How Europe is dealing with privacy online

Euro symbol on a computer keyboard © EU

In an article published by CNN, Vice-President Viviane Reding, EU Justice Commissioner, said "Today, we live in a world of breathtaking possibilities. We can send instant messages to our loved ones on the other side of the world at the tap of a finger. We can share vacation photos with friends in real time. We can entrust our private data to a cloud service provider without having to worry about storage space.

All this technological advancement helps drive innovation, growth and job creation. In Europe, we are embracing these changes. But alongside progress, we are faced with new regulatory challenges.

In a recent poll, 72% of Europeans said they are concerned about how companies use their personal data. Worries about online privacy are one of the most frequent reasons for why people don't buy goods and services on the Web.
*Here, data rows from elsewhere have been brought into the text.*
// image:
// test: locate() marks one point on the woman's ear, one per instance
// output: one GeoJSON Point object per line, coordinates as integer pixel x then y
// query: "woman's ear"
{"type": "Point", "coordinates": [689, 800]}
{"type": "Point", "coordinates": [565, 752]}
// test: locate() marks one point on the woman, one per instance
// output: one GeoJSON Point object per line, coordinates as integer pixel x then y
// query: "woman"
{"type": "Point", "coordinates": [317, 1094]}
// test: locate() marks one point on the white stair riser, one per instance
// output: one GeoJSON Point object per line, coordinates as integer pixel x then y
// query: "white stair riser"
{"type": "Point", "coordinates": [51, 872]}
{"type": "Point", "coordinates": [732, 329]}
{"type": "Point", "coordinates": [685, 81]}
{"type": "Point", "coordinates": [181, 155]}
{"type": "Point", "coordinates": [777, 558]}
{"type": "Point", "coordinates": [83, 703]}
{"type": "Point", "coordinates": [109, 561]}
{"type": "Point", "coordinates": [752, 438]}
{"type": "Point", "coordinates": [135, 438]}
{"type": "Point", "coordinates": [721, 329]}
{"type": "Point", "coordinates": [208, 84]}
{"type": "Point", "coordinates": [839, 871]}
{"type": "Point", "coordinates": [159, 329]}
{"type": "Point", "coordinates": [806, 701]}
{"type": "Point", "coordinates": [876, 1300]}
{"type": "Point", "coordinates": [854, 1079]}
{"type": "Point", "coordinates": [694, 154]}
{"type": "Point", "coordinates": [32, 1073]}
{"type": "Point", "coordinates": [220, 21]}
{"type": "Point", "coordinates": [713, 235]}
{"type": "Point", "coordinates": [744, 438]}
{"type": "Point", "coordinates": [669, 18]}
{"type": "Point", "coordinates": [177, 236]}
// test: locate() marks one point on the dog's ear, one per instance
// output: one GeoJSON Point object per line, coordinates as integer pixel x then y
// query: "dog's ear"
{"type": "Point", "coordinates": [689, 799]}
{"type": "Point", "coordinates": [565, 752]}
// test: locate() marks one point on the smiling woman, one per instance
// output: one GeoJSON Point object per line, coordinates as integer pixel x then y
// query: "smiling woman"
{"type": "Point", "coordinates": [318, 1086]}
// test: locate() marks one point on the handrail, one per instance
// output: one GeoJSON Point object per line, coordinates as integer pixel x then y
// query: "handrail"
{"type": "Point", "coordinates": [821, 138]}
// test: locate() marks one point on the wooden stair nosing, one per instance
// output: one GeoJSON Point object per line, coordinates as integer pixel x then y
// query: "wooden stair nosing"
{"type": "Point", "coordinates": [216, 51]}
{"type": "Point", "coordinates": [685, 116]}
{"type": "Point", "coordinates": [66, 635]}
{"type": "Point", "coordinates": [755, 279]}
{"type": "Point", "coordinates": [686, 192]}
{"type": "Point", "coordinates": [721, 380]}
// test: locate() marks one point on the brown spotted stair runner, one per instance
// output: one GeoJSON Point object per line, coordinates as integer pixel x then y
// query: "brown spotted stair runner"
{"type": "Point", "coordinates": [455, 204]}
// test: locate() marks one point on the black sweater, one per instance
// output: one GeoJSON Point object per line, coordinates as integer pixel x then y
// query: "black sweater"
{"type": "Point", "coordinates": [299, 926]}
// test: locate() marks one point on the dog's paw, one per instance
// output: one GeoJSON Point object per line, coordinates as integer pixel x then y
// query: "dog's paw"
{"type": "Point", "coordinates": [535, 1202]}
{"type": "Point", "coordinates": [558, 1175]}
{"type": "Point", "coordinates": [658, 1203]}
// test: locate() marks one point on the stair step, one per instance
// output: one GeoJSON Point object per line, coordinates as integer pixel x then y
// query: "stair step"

Our confidence in a digital future will depend on whether we know that our data will be safely protected."

Last month Vice-President Viviane Reding presented legislative proposals to reform EU data protection rules in order to make European goods and services more accessible to businesses and consumers and set an international standard for online privacy. The Commission's proposals update and modernise the principles enshrined in the 1995 Data Protection Directive to guarantee privacy rights in the future. The initiative will help reinforce consumer confidence in online services, providing a much needed boost to growth, jobs and innovation in Europe.